Many colonists saw the Intolerable Acts as a violation of their constitutional rights, their natural rights, and their colonial charters. They, therefore, viewed the acts as a threat to the liberties of all of British America, not just Massachusetts. Legislation denouncing the act (the Loudoun Resolves and Fairfax Resolves) was swift, and Richard Henry Lee of Virginia described the acts as "a most wicked System for destroying the liberty of America".

The citizens of Boston viewed the Intolerable Acts as unnecessary and cruel punishment, further inflaming hatred toward Britain. Even more Bostonians turned against British rule.

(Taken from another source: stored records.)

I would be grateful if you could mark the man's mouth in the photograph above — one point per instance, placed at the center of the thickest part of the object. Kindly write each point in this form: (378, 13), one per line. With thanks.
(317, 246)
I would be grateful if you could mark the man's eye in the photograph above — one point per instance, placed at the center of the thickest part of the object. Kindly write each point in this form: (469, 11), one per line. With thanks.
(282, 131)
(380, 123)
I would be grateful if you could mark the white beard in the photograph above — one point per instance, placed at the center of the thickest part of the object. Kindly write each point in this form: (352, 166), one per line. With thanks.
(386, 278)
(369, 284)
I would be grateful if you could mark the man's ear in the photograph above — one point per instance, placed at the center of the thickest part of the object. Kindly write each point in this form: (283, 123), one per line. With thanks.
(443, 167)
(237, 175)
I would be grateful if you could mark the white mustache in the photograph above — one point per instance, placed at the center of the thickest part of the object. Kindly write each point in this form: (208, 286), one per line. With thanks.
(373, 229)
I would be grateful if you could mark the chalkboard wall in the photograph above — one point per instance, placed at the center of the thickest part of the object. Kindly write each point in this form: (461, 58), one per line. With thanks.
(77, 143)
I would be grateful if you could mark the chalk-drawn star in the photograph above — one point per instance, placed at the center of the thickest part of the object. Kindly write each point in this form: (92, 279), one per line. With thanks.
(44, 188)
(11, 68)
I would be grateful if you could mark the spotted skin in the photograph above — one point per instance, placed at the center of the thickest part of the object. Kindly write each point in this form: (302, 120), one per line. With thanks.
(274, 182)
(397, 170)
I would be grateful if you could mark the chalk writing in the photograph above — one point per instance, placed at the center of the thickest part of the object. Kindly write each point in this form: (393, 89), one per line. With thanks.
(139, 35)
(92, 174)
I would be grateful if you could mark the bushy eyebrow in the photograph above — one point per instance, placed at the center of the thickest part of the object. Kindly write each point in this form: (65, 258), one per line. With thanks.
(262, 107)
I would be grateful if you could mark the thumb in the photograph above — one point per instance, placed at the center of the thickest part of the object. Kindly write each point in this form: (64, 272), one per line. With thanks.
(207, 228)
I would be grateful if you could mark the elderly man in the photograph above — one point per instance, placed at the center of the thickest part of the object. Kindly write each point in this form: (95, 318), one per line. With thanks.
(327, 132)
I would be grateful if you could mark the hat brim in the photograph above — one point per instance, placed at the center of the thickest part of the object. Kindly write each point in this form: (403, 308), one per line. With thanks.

Great Britain hoped that the Intolerable Acts would isolate radicals in Massachusetts and cause American colonists to concede the authority of Parliament over their elected assemblies. The calculated risk backfired: the harshness of some of the acts made it difficult for colonial moderates to speak in favor of Parliament. Instead, the acts only served to distance the colonies from the Crown, create sympathy for Massachusetts and encourage colonists from the otherwise diverse colonies to form committees of correspondence which sent delegates to the First Continental Congress. The Continental Congress created the Continental Association, an agreement to boycott British goods. Additionally, it was decided that if the Intolerable Acts were not reversed after a year, goods were to stop being exported to Great Britain as well. The Congress also pledged to support Massachusetts in case of attack, which meant that all of the colonies would become involved when the American Revolutionary War began at Lexington and Concord.